Perhaps solutions already exist, but I implemented my own method for plotting the partitions of regression decision trees. As in the classification examples linked by @michaelgruenstaeudl, the idea is to plot actual data against the values predicted by the decision tree. Since we already partitioned the sample data into training-testing, we are primarily interested in seeing how the testing data (withheld when fitting the model) performs. In addition, we will see the testing data for sequencing method and evenness score since there is less data there and only one notable interaction to plot. There exist no partition plots for the assembly method decision since there is only a single predictor, the partitioning is binary, and as stated above the value of it appears limited.

[alephnull7]

@buddhathapa12 thank you for sharing some good insights and plots for descriptive statistics. In regard to regression or classification models for the data, feel free to use what is present in PREP_RegressionAnalysis_RunAnalyses.R or build something of your own. For example, if you are most familiar with linear regression models, you could go in that direction. In that instance, you might test for homoscedasticity, engage in feature selection (such as eliminating statistically insignificant features), and test for influential outliers.
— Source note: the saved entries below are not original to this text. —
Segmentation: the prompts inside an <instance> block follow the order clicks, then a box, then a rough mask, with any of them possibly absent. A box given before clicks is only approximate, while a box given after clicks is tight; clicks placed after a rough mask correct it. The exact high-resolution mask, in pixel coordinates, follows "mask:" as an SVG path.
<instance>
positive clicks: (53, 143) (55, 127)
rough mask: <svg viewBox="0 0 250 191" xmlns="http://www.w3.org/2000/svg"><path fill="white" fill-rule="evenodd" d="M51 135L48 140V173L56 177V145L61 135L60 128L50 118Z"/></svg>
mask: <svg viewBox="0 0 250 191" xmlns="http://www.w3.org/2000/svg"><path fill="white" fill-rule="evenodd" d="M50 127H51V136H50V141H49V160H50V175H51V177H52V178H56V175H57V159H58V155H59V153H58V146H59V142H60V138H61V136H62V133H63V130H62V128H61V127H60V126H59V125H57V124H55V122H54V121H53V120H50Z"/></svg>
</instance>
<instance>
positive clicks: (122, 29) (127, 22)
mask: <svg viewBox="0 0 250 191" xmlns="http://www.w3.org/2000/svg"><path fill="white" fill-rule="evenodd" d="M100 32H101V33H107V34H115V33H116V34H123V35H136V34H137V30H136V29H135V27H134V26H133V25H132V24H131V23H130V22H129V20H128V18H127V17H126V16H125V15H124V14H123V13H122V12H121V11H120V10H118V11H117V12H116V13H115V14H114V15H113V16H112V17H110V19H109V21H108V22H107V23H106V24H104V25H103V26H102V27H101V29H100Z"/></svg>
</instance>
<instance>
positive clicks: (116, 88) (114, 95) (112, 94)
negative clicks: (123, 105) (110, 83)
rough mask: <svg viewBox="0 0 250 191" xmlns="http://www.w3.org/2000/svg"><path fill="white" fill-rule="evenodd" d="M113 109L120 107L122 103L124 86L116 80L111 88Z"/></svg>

As mentioned above, it appears that packages like parttree focus on plotting the partitions of classification trees. While it might be possible to adapt those solutions to regression trees, it is not something I have attempted. If you are determined to use parttree you could try creating some classification trees using the data, such as predicting assembly and sequencing method with the other variables resulting from filter_complete_genome(), or predicting the interaction of region and coding-noncoding division with the other variables resulting from filter_region_x_subset(). Note that the only changes necessary for a classification tree fit should be to use set_mode("classification") in the model and to use select_best(metric = "accuracy") (or other applicable criterion) when selecting the best hyperparameters.